Victor Martinez was Boston's starting catcher, but his contract was up after the 2010 season. So too was Jason Varitek's, though he would later sign on for the '11 season, his last before retiring.
With no clear heir to the backstop throne in sight, Varitek and then-bullpen coach Gary Tuck took a special interest in Saltalamacchia's development. Perhaps he could be the guy.
"I think they were going to give me the opportunity to show what I could do," Saltalamacchia said. "They wanted me to be with Tek and Tuck. I think Tuck, he didn't put his job on the line, but he was the main one saying, 'Hey, this kid is good, let's give him a shot and get him over here.'
"I was working with those guys, and that's what they wanted me to do. That's why they sent Tuck down in the offseason to work with me. He's put in more time than anybody."
Slowly, Saltalamacchia's pure talent began to reveal itself. His power came out immediately. He hit 41 homers between the 2011 and '12 seasons, though he was never the everyday catcher.
Given the opportunity in 2013, Saltalamacchia's production erupted. His pitch recognition improved, and he raised his average from .222 to .273; his OPS from .742 to .804; and his doubles from 17 to 40, which set the new Red Sox record for doubles by a catcher.
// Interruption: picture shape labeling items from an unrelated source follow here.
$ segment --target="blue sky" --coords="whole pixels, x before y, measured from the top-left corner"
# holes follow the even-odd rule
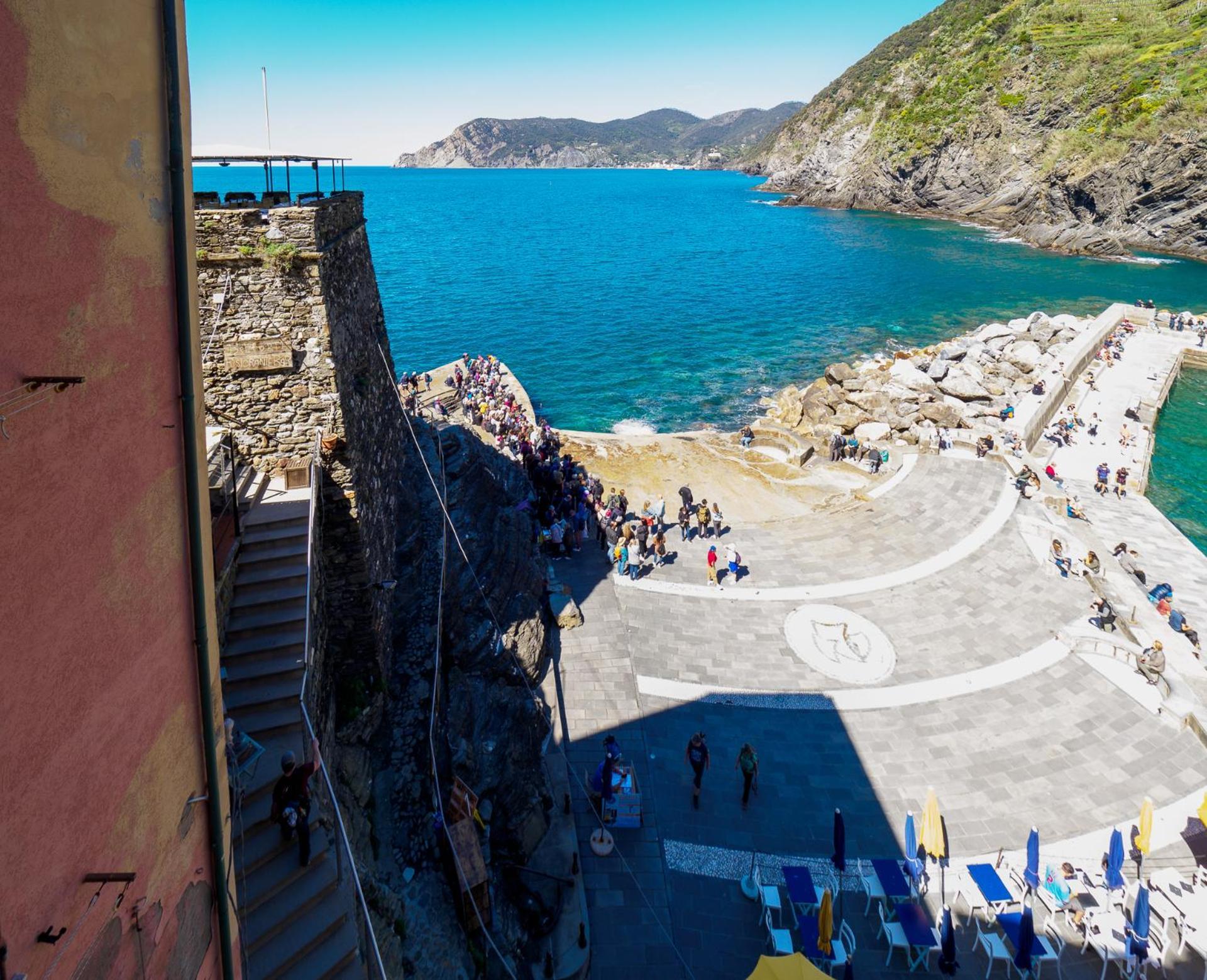
[[[477,116],[806,101],[937,0],[187,0],[193,144],[390,163]],[[275,30],[274,30],[275,28]]]

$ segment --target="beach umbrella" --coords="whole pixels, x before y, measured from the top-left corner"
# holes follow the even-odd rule
[[[1207,794],[1205,794],[1207,797]],[[1207,806],[1207,800],[1205,800]],[[915,881],[922,876],[922,862],[917,859],[917,830],[914,829],[914,811],[905,811],[905,864]]]
[[[799,950],[792,956],[760,956],[746,980],[829,980]]]
[[[1022,904],[1022,921],[1019,923],[1019,947],[1014,951],[1014,966],[1019,973],[1031,969],[1031,951],[1036,945],[1036,920],[1031,906]]]
[[[1144,797],[1139,807],[1139,833],[1136,835],[1136,850],[1147,854],[1153,846],[1153,798]],[[1142,858],[1143,859],[1143,858]]]
[[[943,842],[943,816],[939,813],[939,798],[933,789],[926,791],[926,805],[922,807],[922,847],[938,861],[947,856]]]
[[[842,823],[842,811],[834,810],[834,853],[830,857],[834,868],[846,870],[846,826]]]
[[[1136,892],[1136,908],[1132,909],[1131,937],[1127,940],[1131,955],[1136,957],[1137,963],[1143,963],[1148,959],[1149,917],[1148,888],[1141,885]]]
[[[956,931],[951,927],[951,906],[943,906],[943,926],[939,929],[939,973],[955,976],[960,964],[956,962]]]
[[[1116,827],[1110,832],[1110,846],[1107,848],[1107,873],[1103,875],[1108,891],[1123,888],[1124,881],[1124,835]]]
[[[1027,868],[1022,873],[1022,880],[1031,888],[1039,887],[1039,828],[1032,827],[1027,834]]]
[[[829,888],[822,892],[822,904],[817,910],[817,949],[827,956],[833,951],[830,939],[834,935],[834,899]]]

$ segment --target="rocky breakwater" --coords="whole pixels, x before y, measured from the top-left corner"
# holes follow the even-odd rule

He struck out 139 times for the second straight season, and his home runs dipped from 25 to 14, but his WAR (wins above replacement) almost doubled, going from 1.9 in '12 to 3.6 in '13.
"The improvement and the growing phase that Salty went through as an established catcher was pretty special to watch throughout the year," outfielder Jonny Gomes said. "He literally got better in every single aspect of the game."
From the backup's backup -- Gerald Laird, Matt Treanor, Taylor Teagarden and Max Ramirez were all in front of Saltalamacchia on the depth chart at one point in Texas -- to a top-10 Major League catcher, Saltalamacchia enters the 2013 Postseason with one last guaranteed chance to make his mark on the baseball world.
The 28-year-old is a free agent at season's end.
"I think everybody within the industry thought that this was an extremely talented player," Farrell said. "You don't know exactly when all of it's going to come together, what he's had to deal with as a catcher. But it's happening. It's happening at the right time for us."
David Ross, now Saltalamacchia's backup, intercepted him before he could get to his locker following Tuesday's workout. Ross opened his arms and embraced for a big hug.
It is not unusual for Saltalamacchia to be on the other end of these warm gestures.
"I love you, man," Ross said.
Elsewhere in Fenway Park, two pictures capturing two famous hugs can be found. And they would probably be recognized by even the most casual fan.
In both shots, Varitek is hugging the team's closer following the final outs of Boston's most recent World Series victories.
Those were from 2004 and '07.
The Red Sox have a new catcher in 2013. Perhaps even beyond.